Just an FYI, Steam was hacked

Not sure if this was posted yet and I am sure everyone will know shortly. But as an FYI:

Valve CEO Gabe Newell has contacted all users of the Steam game distribution platform to let them know that the company has suffered a security breach. The hack was originally thought to be limited to the official Steam forums, but further investigation has revealed that the hackers had access to a database containing “user names, hashed and salted passwords, game purchases, email addresses, billing addresses and encrypted credit card information.”

That said, they says that they have no evidence that any personally identifiable information was actually taken, and have detected no fraudulent credit card information.

Users of the service are advised to change their passwords and be on the watch for suspicious account activity.

Here’s the notice in its entirety:
Dear Steam Users and Steam Forum Users,

Our Steam forums were defaced on the evening of Sunday, November 6. We began investigating and found that the intrusion goes beyond the Steam forums.

We learned that intruders obtained access to a Steam database in addition to the forums. This database contained information including user names, hashed and salted passwords, game purchases, email addresses, billing addresses and encrypted credit card information. We do not have evidence that encrypted credit card numbers or personally identifying information were taken by the intruders, or that the protection on credit card numbers or passwords was cracked. We are still investigating.
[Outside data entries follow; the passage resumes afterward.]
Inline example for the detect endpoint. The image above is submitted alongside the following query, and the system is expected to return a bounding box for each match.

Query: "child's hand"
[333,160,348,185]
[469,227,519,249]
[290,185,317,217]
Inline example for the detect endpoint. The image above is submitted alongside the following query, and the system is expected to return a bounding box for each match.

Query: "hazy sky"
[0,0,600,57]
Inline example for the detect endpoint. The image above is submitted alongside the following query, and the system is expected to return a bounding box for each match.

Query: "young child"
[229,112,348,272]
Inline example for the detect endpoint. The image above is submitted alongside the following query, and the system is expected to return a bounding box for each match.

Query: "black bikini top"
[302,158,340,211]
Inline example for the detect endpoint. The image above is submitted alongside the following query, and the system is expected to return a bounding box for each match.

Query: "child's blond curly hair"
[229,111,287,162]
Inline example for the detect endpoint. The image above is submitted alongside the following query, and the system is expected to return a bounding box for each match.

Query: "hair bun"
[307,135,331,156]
We don’t have evidence of credit card misuse at this time. Nonetheless you should watch your credit card activity and statements closely.

While we only know of a few forum accounts that have been compromised, all forum users will be required to change their passwords the next time they login. If you have used your Steam forum password on other accounts you should change those passwords as well.

We do not know of any compromised Steam accounts, so we are not planning to force a change of Steam account passwords (which are separate from forum passwords). However, it wouldn’t be a bad idea to change that as well, especially if it is the same as your Steam forum account password.

We will reopen the forums as soon as we can.

I am truly sorry this happened, and I apologize for the inconvenience.

Gabe.

No, I haven't been contacted. Anybody else? Is this for real?

Yes, you should get a message through Steam.

Still no message from Steam/Valve about it. Only know about it because of RPGWatch & Slashdot.

It won't even let me change my password in Steam. Its saying "Steam cannot process your request. Please try again later"…

I haven't been contacted.

Just in time for the Skyrim release. It must RPGCodex terrorists.

I haven't been contacted. But I haven't been in steam for around a month.
And so far I haven't bought anything there. Just used the voucher I got from them during last year's Games Com, and "bought" a few games and demos which are actually free there.
I'm glad now that I didn't go further so far.

I can't change my password either.

Edit: Nevermind. I just needed to do it again. They must be swamped with people changing their passwords.

Originally Posted by Alrik Fassbauer
I haven't been contacted. But I haven't been in steam for around a month.

Hence you haven't been "contacted". The message was sent using the Steam pop-up system, so if you aren't using it, you won't have seen it.

Ah the bliss of online digital distribution.

So in addition to DRM we get the benefit to worry about stuff like that every once in a while (Not that I do really as I pay them via paypal linked to a debit card from an account
that only has a couple of hundred Euros at most)…

That is why I only buy retail (usually at half the price and I can play them whenever wherever I want) and only give steam money on sales and stuff…

Unfortunately, they are forcing steamworks on us for retail too at an alarming rate lately…

Edit: Just logged in from my macbook. No popup or notification…

Credit cards are compromised at retail all the time.

I like cash too for most of my purchases

But yeah, no way to be 100% sure and I do use Amazon extensively, but the debit card/paypal solution does give me a bit of peace of mind…

Anyway, changed my password just in case…

Thanks for the heads up btw.
You can delete any card you put in the system but that is a day late, so time to watch those statements or call and check them out every week at least.
Putting the notification in a popup is a bit lax on their part. Most people have popups blocked.

Shit, again? I had a 1000,- payment on my card when some server got hacked in the past, I should be careful and check this stuff. It's convenient for international payments, but shit… when will we be able to set up secure servers? Probably never.